Who Will Follow This Notice:


This Notice describes the health information practices of Viva Health, Inc., Viva Health Administration L.L.C. and Triton Health Systems, L.L.C. (referred to hereafter as “Viva Health”). All entities, sites and locations of Viva Health follow the terms of this Notice. In addition, these entities, sites and locations may share medical information with each other for treatment, payment or health care operations purposes described in this Notice.

Our Pledge Regarding Medical Information:


We understand that medical information about you and your health is personal. We are committed to protecting medical information about you. We create a membership record of your enrollment in our plan. We also maintain records of payments we have made for health care services you have received and medical information we have used to make decisions about your care. We need these records to provide the benefits and services you are entitled to receive as a member of our plan and to comply with certain legal and regulatory requirements. This Notice will tell you about the ways in which we may use and disclose medical information about you. We also describe your rights and certain obligations we have regarding the use and disclosure of medical information. We are required by law to:

  • make sure that medical information that identifies you is kept private;
  • give you this Notice of our legal duties and privacy practices with respect to medical information about you;
  • notify you in the case of a breach of your unsecured identifiable medical information; and
  • follow the terms of the Notice that is currently in effect.

How We May Use And Disclose Medical Information About You.


The following categories describe different ways that we use and disclose medical information. Not every use or disclosure in a category will be listed. However, all of the ways we are permitted to use and disclose your information will fall within one of the categories.
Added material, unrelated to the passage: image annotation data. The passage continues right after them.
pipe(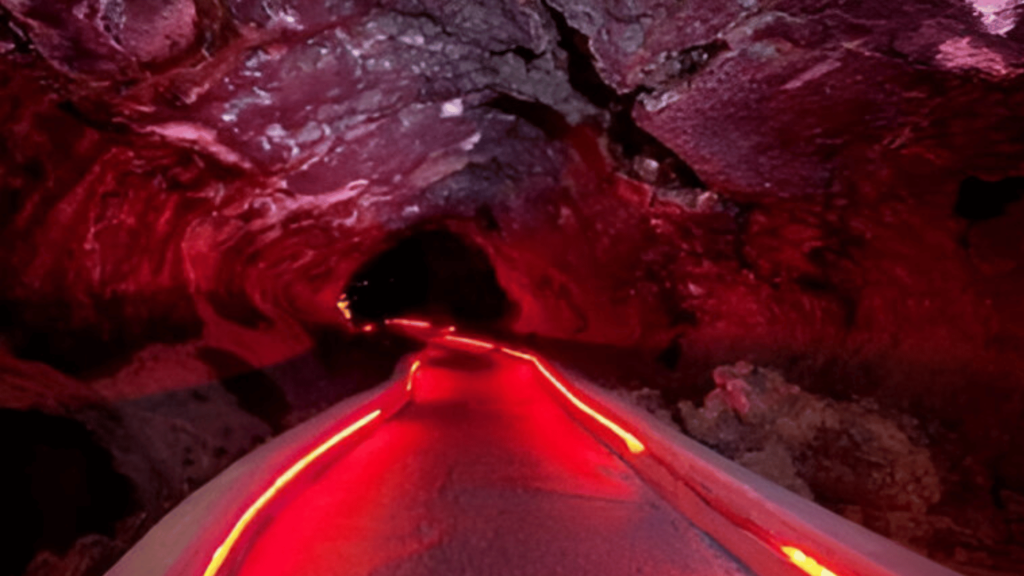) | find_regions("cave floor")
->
[231,344,750,576]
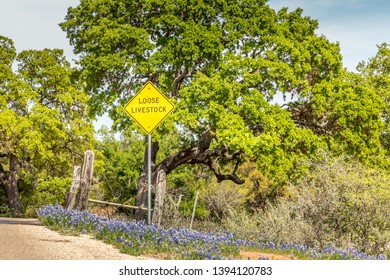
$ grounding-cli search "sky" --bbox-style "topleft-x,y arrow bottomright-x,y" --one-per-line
0,0 -> 390,129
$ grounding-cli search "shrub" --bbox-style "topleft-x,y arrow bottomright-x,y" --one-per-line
258,156 -> 390,253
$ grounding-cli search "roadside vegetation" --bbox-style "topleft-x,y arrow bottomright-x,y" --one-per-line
0,0 -> 390,259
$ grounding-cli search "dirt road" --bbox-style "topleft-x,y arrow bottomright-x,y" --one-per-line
0,218 -> 144,260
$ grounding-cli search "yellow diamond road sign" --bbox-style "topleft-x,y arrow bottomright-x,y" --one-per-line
124,82 -> 174,134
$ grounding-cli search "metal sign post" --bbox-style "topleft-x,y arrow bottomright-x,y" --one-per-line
124,82 -> 174,224
148,134 -> 152,225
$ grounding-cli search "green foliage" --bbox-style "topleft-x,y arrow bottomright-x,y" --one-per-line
0,37 -> 93,213
257,158 -> 390,253
94,128 -> 144,202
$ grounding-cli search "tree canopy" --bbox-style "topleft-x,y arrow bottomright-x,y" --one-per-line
0,37 -> 93,212
61,0 -> 387,214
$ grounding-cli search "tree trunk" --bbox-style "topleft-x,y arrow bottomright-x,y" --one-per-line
135,130 -> 245,220
134,139 -> 159,220
0,154 -> 23,214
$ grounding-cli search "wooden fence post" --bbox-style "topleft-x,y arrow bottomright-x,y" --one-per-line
152,170 -> 167,226
76,150 -> 95,211
65,166 -> 81,210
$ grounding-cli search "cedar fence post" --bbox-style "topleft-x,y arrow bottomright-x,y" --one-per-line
152,170 -> 167,226
75,150 -> 95,211
65,166 -> 81,210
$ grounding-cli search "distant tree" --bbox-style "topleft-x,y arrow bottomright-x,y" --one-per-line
0,37 -> 93,213
357,43 -> 390,156
61,0 -> 384,218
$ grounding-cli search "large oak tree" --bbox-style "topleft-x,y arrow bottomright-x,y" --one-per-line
61,0 -> 382,218
0,36 -> 93,213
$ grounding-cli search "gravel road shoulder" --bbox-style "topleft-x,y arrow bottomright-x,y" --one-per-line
0,218 -> 146,260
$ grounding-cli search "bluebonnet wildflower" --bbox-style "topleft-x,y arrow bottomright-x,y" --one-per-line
37,205 -> 386,260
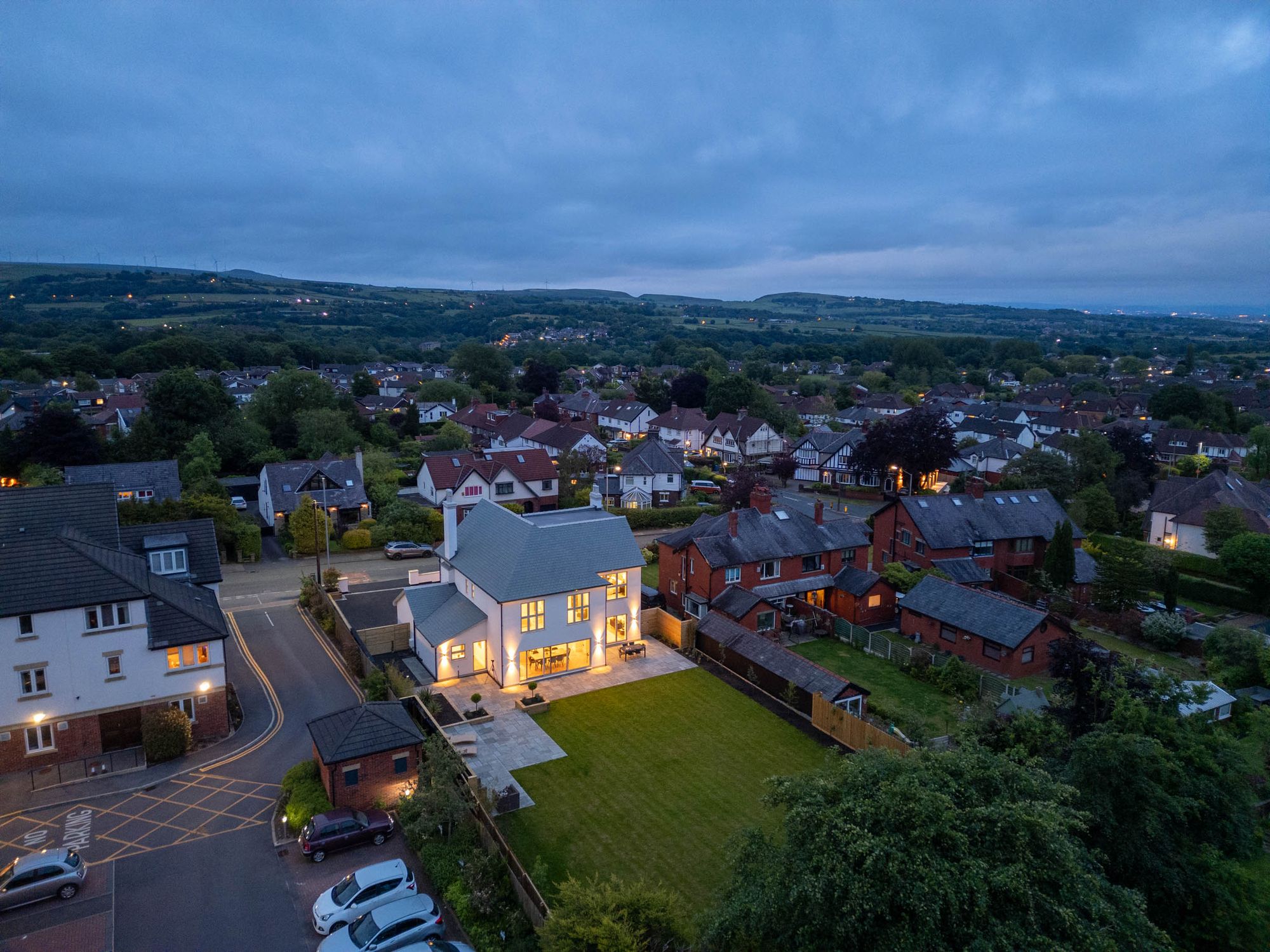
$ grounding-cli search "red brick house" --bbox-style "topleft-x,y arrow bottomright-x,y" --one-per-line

  • For Treatment and Treatment Alternatives. We may use or disclose medical information about you to help your doctors and other health care providers coordinate or arrange your medical treatment or care. For example, Viva Health may notify a doctor that you have not received a covered preventive health screening that is recommended by a national institute or authoritative agency, or we may alert your doctor that you are taking prescription drugs that could cause adverse reactions or interactions with other drugs. In addition, Viva Health may help your health care provider coordinate or arrange medical services that you need, or help your health care provider find a safer prescription drug alternative. We may also disclose medical information about you to people outside Viva Health who may be involved in your medical care, such as your family members or close friends. We may use and disclose your medical information to tell you about health-related benefits or services that may be of interest to you.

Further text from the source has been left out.